​Erst am Wochenende zeigte der Oldie der Liga wieder, was immer noch in ihm steckt. Beim ​2:2-Unentschieden gegen Borussia Dortmund, erzielte Claudio Pizarro nach seiner Einwechslung den Ausgleich, damit stellte er eine ​Bundesliga-Partie ein weiteres Mal auf den Kopf. Der so wichtige 40-Jährige denkt nun schon länger über ein mögliches Karriereende nach, doch eine weitere Saison in ​Bremen scheint nun wieder realistisch zu werden.


Das Phänomen schlug ein weiteres Mal zu.

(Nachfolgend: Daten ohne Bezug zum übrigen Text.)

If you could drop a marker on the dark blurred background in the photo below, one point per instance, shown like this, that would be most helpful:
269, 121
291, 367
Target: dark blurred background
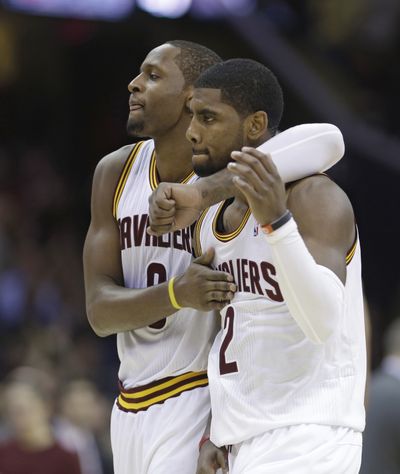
64, 70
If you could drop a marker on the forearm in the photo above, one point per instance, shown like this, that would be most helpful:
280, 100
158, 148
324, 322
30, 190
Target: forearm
313, 293
112, 309
297, 152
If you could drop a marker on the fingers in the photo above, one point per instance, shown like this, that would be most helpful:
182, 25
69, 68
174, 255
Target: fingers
254, 167
161, 210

Der Peruaner, der mit seinem Ausgleich scheinbar die Titelhoffnungen des BVB endgültig zerschlug, kam somit auf seinen vierten Saisontreffer. Auch mit seinen nun schon 40 Jahren ist der Oldie immer noch so wichtig, was er Woche für Woche auch neben dem Platz zeigt. Wie die Deichstube nun berichtet, scheint sich jetzt sogar ein weiteres Jahr mit Pizarro anzudeuten.

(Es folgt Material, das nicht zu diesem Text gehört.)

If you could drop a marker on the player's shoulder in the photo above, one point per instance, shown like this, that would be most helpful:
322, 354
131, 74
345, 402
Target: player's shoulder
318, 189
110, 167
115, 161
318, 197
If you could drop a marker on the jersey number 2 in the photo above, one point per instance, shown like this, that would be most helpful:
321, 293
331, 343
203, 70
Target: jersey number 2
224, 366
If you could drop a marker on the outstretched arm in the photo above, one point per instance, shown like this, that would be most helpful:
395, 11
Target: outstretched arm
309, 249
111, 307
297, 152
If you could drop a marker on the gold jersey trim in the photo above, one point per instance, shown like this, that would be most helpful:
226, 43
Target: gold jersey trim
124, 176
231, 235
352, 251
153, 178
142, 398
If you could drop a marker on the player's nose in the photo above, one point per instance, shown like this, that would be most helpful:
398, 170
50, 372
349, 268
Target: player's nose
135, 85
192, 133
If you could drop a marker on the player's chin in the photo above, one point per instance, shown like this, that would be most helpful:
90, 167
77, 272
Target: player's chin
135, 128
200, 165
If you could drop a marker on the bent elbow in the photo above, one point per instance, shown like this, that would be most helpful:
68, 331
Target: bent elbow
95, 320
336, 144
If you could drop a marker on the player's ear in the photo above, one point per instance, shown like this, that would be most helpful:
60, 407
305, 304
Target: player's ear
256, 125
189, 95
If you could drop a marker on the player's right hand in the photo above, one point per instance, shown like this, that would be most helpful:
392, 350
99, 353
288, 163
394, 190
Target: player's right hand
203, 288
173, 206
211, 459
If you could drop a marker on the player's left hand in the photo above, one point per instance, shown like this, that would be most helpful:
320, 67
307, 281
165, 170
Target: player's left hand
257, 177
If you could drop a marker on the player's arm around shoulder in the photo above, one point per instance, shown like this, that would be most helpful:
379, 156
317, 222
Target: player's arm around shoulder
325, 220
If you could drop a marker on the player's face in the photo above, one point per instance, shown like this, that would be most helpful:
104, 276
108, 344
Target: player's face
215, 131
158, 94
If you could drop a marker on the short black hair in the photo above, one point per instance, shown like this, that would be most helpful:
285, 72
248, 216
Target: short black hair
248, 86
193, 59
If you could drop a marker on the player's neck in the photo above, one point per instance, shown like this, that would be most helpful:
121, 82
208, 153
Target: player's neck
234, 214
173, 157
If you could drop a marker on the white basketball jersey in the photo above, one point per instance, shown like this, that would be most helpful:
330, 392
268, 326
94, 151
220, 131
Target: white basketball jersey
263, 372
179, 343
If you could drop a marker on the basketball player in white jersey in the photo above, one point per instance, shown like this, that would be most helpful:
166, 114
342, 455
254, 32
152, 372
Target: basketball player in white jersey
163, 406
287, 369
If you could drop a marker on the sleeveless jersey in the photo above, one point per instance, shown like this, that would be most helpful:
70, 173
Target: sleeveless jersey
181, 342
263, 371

Wie das Bremer Journal berichtet, seien beide Parteien von einem Verbleib überzeugt. Zwar ist noch nichts unterschrieben, doch ein neuer Vertrag könnte noch in dieser Woche aufgesetzt werden. Damit macht Pizarro den Bremer Fans also viel Hoffnung, dort gilt er nämlich nicht nur durch seine immer noch guten Leistungen als echter Fan-Liebling. Ein Werder ohne "Pizza" muss also noch etwas auf sich warten.

Claudio Pizarro

"Pizza" erzielte per Drehschuss den Ausgleich


Nach dem Top-Spiel am Samstagabend, stand der Peruaner bei sky Rede und Antwort. Schon dort kündigte er an, dass es für ihn noch weiter gehen könnte: „Ich habe immer noch viel Lust auf Fußball.“ Zum Spieler des Spiels wurde er obendrein noch gewählt, immerhin brachte Pizarro mit seiner Einwechslung viel Schwung ins Bremer Offensiv-Spiel. Sein zwischenzeitliches 2:2, sowie die Chance auf die Führung kurz vor dem Schluss, bewiesen die enormen Qualitäten des 40-Jährigen.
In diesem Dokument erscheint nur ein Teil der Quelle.